Congress struck down the two previous attempts
It is not the first proposal that the PP has brought to Congress to reform the system for electing judges. In recent years, Congress has knocked down two initiatives from the conservative formation for this purpose, the first time in 2018 and the second in 2021, both with Pablo Casado still at the helm of the party. The first was through an amendment that the PP and Ciudadanos presented together so that the judges could elect the vocal judges of the Judiciary, also shortly after other failed negotiations between the socialists and the popular to unblock the governing body of the judges. The result of that vote was 176 votes against to 164 in favor.
Those of Casado tried again in this legislature.
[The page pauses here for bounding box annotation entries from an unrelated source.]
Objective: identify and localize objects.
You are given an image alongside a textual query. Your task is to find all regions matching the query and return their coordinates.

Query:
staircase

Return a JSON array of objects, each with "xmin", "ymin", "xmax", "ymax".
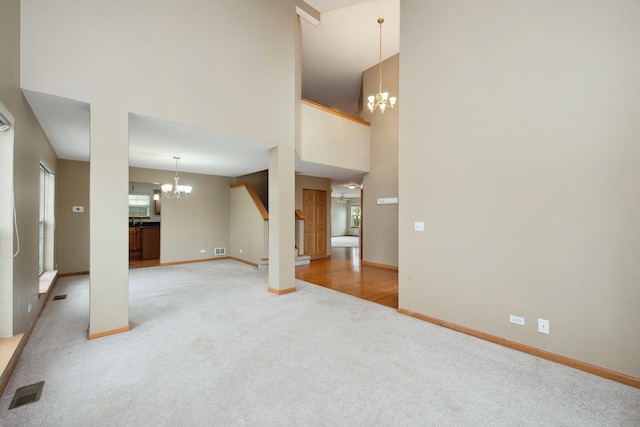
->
[{"xmin": 258, "ymin": 248, "xmax": 311, "ymax": 270}]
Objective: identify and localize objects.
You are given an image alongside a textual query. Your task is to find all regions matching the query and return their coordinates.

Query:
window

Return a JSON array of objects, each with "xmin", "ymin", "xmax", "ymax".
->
[
  {"xmin": 129, "ymin": 194, "xmax": 151, "ymax": 218},
  {"xmin": 351, "ymin": 205, "xmax": 362, "ymax": 228},
  {"xmin": 38, "ymin": 163, "xmax": 55, "ymax": 274}
]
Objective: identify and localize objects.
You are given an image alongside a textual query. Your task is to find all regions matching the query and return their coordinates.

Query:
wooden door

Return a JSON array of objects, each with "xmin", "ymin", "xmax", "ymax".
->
[{"xmin": 302, "ymin": 190, "xmax": 327, "ymax": 260}]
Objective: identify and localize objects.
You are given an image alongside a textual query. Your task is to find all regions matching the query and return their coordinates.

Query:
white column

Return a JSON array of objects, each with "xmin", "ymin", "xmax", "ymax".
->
[
  {"xmin": 89, "ymin": 105, "xmax": 129, "ymax": 339},
  {"xmin": 0, "ymin": 103, "xmax": 15, "ymax": 338},
  {"xmin": 269, "ymin": 145, "xmax": 296, "ymax": 295}
]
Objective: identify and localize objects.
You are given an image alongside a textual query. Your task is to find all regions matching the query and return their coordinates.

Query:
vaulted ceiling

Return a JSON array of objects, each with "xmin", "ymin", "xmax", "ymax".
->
[{"xmin": 24, "ymin": 0, "xmax": 400, "ymax": 195}]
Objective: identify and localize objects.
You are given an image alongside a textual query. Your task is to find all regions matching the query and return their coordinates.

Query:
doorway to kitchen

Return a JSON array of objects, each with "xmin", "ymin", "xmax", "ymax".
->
[{"xmin": 129, "ymin": 182, "xmax": 162, "ymax": 268}]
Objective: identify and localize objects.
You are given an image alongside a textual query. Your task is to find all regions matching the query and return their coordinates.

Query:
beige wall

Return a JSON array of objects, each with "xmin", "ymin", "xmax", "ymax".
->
[
  {"xmin": 57, "ymin": 160, "xmax": 231, "ymax": 273},
  {"xmin": 229, "ymin": 186, "xmax": 269, "ymax": 264},
  {"xmin": 21, "ymin": 0, "xmax": 297, "ymax": 147},
  {"xmin": 20, "ymin": 0, "xmax": 300, "ymax": 310},
  {"xmin": 399, "ymin": 0, "xmax": 640, "ymax": 377},
  {"xmin": 0, "ymin": 0, "xmax": 57, "ymax": 335},
  {"xmin": 56, "ymin": 160, "xmax": 91, "ymax": 273},
  {"xmin": 129, "ymin": 168, "xmax": 232, "ymax": 262},
  {"xmin": 362, "ymin": 55, "xmax": 398, "ymax": 266},
  {"xmin": 298, "ymin": 175, "xmax": 331, "ymax": 255},
  {"xmin": 233, "ymin": 170, "xmax": 269, "ymax": 211},
  {"xmin": 296, "ymin": 103, "xmax": 371, "ymax": 172}
]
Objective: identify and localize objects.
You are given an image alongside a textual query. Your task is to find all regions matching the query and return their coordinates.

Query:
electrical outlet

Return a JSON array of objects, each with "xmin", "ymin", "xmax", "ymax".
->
[
  {"xmin": 509, "ymin": 314, "xmax": 524, "ymax": 326},
  {"xmin": 538, "ymin": 319, "xmax": 549, "ymax": 334}
]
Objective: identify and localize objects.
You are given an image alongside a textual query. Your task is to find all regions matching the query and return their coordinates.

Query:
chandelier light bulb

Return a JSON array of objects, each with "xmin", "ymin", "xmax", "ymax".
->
[
  {"xmin": 367, "ymin": 18, "xmax": 398, "ymax": 114},
  {"xmin": 160, "ymin": 156, "xmax": 192, "ymax": 199}
]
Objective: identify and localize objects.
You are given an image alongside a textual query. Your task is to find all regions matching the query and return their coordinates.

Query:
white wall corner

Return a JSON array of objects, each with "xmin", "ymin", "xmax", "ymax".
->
[{"xmin": 296, "ymin": 0, "xmax": 320, "ymax": 25}]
In October 2020, they registered a proposal, this time in the form of a bill, to reform the election system of the constitutional body. A large majority rejected the proposal: 190 noes against 154 yeses. Together with the PP, Ciudadanos and Vox voted.
The PP presented its initiative again with the objective “that the judges and magistrates participate in the process of election of the members of the judicial shift directly.” They also proposed modifying the Organic Statute of the Public Prosecutor’s Office to establish, among other reforms, the impediment that can be proposed for the appointment of the State Attorney General “to anyone who has held a political position or position of political trust in the previous ten years to his appointment.”
The PSOE: “Excuses and more excuses”
The Socialist Party has reacted to the new attempt by the popular to get a law to modify the functioning of the Judiciary. Sources from the formation led by Pedro Sánchez have reported that this is one more of the “excuses” that they include in their catalog for not renewing the governing body of judges, blocked for four years after a succession of various arguments such as the that Pablo Casado already proposed and his successor continues to maintain. From Ferraz they also remember that Brussels has repeatedly asked that, if there has to be a way, the composition of the CGPJ must first be renewed.
In a video posted on their networks, the formation has listed some of the excuses that the PP has made during these four years to oppose the renewal of the Council, as provided for in the Constitution. “There is no possible pact with those who ask for the king’s abdication,” said Casado; “That Podemos is not in the equation,” said former leader Pablo Montesinos; “The Government has an agreement with ERC to appoint magistrates,” Feijóo said later, according to that compilation that the PSOE has exposed.